Particle Fever epitomizes the wide-eyed enthusiasm and awe of a “heck yeah, science!” sentiment we can all get behind. The documentary is a breathtaking look at one of the most significant scientific experiments in recent times and one that captured the public’s imagination like few others. It focuses on nothing less than the search for answers about the nature of our universe by looking for the smallest particle in the microverse, the elementary particle called the Higgs boson/a.k.a. “the God particle.”
Directed by Mark Levinson, a physicist, and produced by another physicist involved in the experiment, David Kaplan, Particle Fever makes grasp-defyingly big concepts such as what are the origins of the universe and how is matter created accessible to the viewer. Rather than relying on clever infographics, Particle Fever makes us understand *why* this experiment matters and makes the scientists’ mixed emotions of giddiness and apprehension feel palpable.
The film introduces us to several scientists at the CERN lab in Switzerland, where the Large Hadron Collider, the world’s largest particle accelerator, resides. CERN’s “accelerating science,” motto is quite fitting. As one of the physicists in the film points out, “You know it’s big, but not until you see it do you actually understand how big.” The collider is the world’s largest machine, a 17-mile ring of magnets designed to crash particles into each other at unbelievable speeds. There is a network of 100,000 computers world-wide just to handle the data; 10,000 scientists from more than 100 countries worked on the project, including people from “enemy” countries like Pakistan and India.

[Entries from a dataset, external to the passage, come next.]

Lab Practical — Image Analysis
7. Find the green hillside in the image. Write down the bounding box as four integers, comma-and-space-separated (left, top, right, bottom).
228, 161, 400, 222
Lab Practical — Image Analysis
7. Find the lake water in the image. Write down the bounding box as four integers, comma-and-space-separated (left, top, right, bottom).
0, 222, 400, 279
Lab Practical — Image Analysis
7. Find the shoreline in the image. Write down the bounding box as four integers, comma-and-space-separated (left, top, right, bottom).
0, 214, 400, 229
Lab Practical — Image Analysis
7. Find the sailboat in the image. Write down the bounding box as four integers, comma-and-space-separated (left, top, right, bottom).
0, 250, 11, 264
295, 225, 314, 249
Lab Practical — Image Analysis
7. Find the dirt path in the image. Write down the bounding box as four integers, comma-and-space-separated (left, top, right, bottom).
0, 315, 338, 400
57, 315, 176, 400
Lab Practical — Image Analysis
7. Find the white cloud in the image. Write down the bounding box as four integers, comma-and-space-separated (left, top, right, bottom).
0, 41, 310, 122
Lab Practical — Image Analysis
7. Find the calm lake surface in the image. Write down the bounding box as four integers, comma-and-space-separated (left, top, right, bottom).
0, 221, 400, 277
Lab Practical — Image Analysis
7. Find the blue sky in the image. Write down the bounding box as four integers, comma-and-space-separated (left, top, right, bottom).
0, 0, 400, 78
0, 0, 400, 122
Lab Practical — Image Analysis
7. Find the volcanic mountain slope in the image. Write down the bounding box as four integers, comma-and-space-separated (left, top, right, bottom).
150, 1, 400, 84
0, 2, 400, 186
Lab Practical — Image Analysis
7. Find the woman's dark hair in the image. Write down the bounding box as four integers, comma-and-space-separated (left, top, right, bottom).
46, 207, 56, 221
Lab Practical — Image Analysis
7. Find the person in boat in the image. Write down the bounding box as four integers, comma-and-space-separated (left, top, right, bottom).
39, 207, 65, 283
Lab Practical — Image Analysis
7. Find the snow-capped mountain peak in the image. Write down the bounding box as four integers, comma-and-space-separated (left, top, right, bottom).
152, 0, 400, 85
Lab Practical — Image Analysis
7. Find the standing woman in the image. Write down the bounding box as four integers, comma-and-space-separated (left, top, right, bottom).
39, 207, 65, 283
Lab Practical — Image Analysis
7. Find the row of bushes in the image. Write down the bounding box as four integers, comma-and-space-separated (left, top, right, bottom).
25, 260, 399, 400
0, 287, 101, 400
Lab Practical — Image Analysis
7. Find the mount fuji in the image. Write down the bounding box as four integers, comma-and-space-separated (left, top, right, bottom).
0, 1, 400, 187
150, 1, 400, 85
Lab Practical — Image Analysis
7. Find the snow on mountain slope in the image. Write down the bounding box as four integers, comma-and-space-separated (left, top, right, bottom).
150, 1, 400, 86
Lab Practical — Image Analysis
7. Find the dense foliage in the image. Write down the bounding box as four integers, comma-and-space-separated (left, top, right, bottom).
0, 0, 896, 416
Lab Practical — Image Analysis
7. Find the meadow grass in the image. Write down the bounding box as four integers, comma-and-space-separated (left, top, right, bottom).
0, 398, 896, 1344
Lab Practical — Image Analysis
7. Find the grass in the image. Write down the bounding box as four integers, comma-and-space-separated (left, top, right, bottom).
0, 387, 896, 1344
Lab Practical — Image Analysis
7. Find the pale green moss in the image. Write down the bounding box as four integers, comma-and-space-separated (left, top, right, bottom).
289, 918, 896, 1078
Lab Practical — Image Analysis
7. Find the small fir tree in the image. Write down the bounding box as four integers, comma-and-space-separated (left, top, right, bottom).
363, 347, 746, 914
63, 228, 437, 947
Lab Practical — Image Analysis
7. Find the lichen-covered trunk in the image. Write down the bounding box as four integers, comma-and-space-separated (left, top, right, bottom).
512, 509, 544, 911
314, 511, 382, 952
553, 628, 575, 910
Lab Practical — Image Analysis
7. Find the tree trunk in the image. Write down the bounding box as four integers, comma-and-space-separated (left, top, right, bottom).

The fact that there is a veritable mystery at the core of the film makes the suspense and awe all the more understandable. The search for the presence and size of Higgs boson matters tremendously because it would prove or disprove the so-called Standard Model, a theory about the nature of the universe, that could only, oh, be the end of physics as we know it. No big deal. Whether supersymmetry or multi-verse ends up being the correct model has huge implications, and as one of the scientists puts it, this could mean that he has literally wasted his entire life studying something that may not even be true. Talk about momentous!
Despite its colossal subject matter, Particle Fever remains profoundly human, from the trepidations and child-like excitement of the scientists who have spent decades working on this, to the sight of Peter Higgs crying upon the discovery of something he had only theorized about. In other words, it spans the universe from the smallest to the largest. Higgs boson, the smallest particle known to exist, is also perhaps sort of misguidedly called the “God particle,” because it is the essential building block of the universe. How apropos that to understand the grandest of the grand, one has to find the tiniest of the tiny.